Attention Must Be Paid, Part 2
So this coincidence occurred. The very same day I was reading about attention, rereading what Sharon Begley says about attention in Train Your Mind, Change Your Brain, I also happened to be preparing to teach Death of a Salesman to my seniors. I looked for an excerpt online and downloaded it so we could read it as a preview to reading the entire play. The excerpt is a brief 4 pages. In it I was surprised to come across this, a speech by Willy Loman’s wife, Linda:
I don’t say he’s a great man. Willy Loman never made a lot of money. His name was never in the paper. He’s not the finest character that ever lived. But he’s a human being, and a terrible thing is happening to him. So attention must be paid. He’s not to be allowed to fall into his grave like an old dog. Attention, attention must be finally paid to such a person.

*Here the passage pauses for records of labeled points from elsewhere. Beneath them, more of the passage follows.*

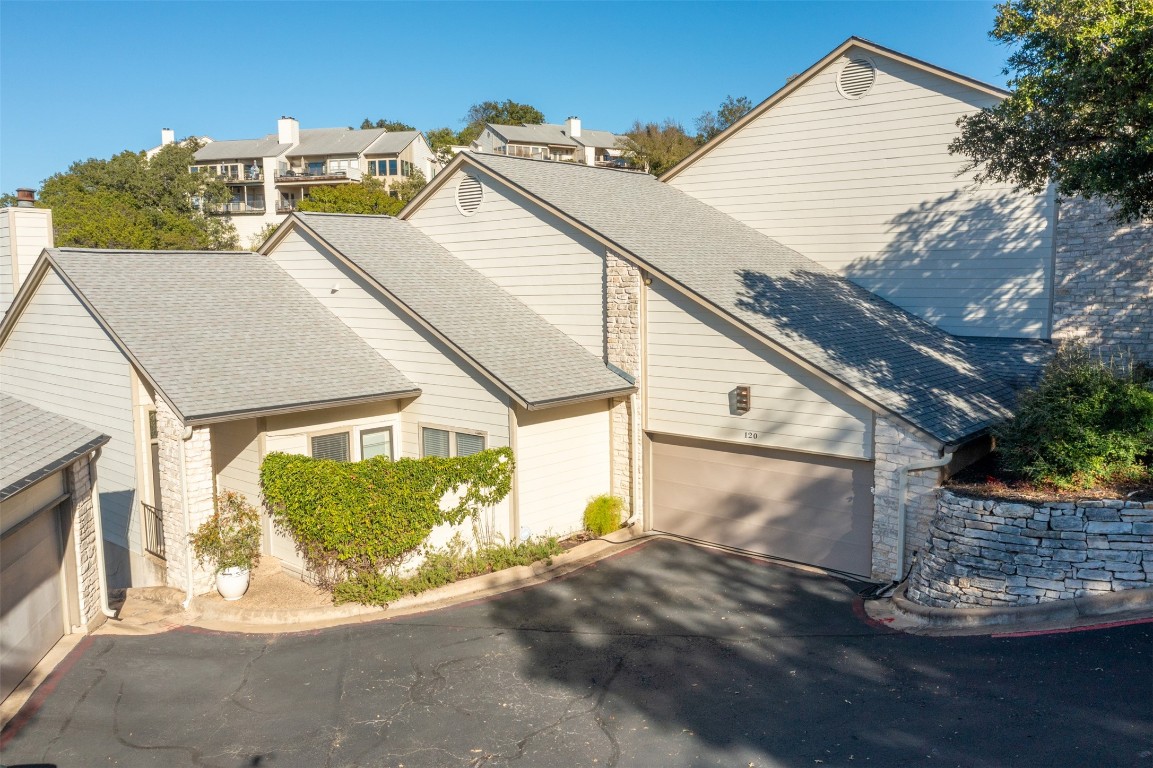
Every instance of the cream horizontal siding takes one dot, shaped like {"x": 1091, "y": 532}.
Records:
{"x": 694, "y": 360}
{"x": 59, "y": 359}
{"x": 454, "y": 393}
{"x": 236, "y": 458}
{"x": 563, "y": 460}
{"x": 7, "y": 284}
{"x": 868, "y": 188}
{"x": 554, "y": 269}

Here then is the same line Sharon Begley uses as a heading to introduce the notion of attention in her book: attention must be paid. You may already be quite familiar with the play. In it Willy Loman, played by Dustin Hoffman in one of the film versions, is a salesman who has tried to live his version of the American Dream—be well liked, become successful through being well-liked, do whatever it takes to become well liked, and, perhaps most important of all, have well-liked and successful sons. It isn’t working out so well for him. He’s past mid-life and things are falling apart. He’s getting increasingly confused. He’s living in the past, talking to ghosts. In this context, the lines his wife says are so powerful: He’s not the finest character that ever lived. But he’s a human being, and a terrible thing is happening to him. So attention must be paid.

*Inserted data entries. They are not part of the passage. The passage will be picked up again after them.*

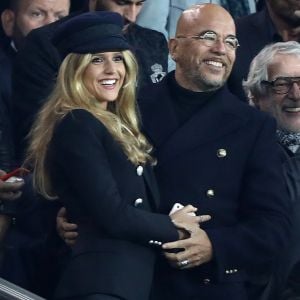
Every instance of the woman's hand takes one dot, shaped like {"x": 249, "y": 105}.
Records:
{"x": 186, "y": 220}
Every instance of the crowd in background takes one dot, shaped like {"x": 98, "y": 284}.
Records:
{"x": 215, "y": 148}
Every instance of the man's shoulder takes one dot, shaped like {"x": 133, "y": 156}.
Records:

What struck me in particular about this is the way it got me thinking of what it is we direct our attention to. We’re awash in sensory stimuli—billions of neurons potentially firing—and amidst this sea we’re always choosing where to direct our attention. I’d been thinking of attention as important in directing us toward what’s valuable in our environment—the jewels among the debris—what we want to hang on to and remember and learn. What I’d missed—and what this excerpt reminded me to consider—is the way we also have to direct our attention toward what is painful—toward those who are suffering—and toward those who perhaps have something to teach us in their suffering. The closer I look at Arthur Miller’s play the more I see it as brilliant. Willy Loman was trying to live by a myth he believed in—and the myth is failing him. He’s a human being, and a terrible thing is happening to him.
Another thing I did with my seniors before starting the play was to ask, Should literature be studied in high school? Why or why not? Out of twelve or so small groups that gave mini-presentations, eleven were in favor of it. (The twelfth group wanted to deal more with song lyrics and films, which could be, depending on your definition, a kind of literature.) A thread running through nearly all of their presentations was the way that reading has the potential to expand us—not just knowledge and vocabulary, which many of them did mention, but also to expand our understanding of and empathy for people who might be very different from us—or who might be living in very different situations.
There’s something there I think—this connection between attention and understanding and empathy. It’s one of the things reading can do. And writing too—the way we can begin to connect to and inhabit other lives.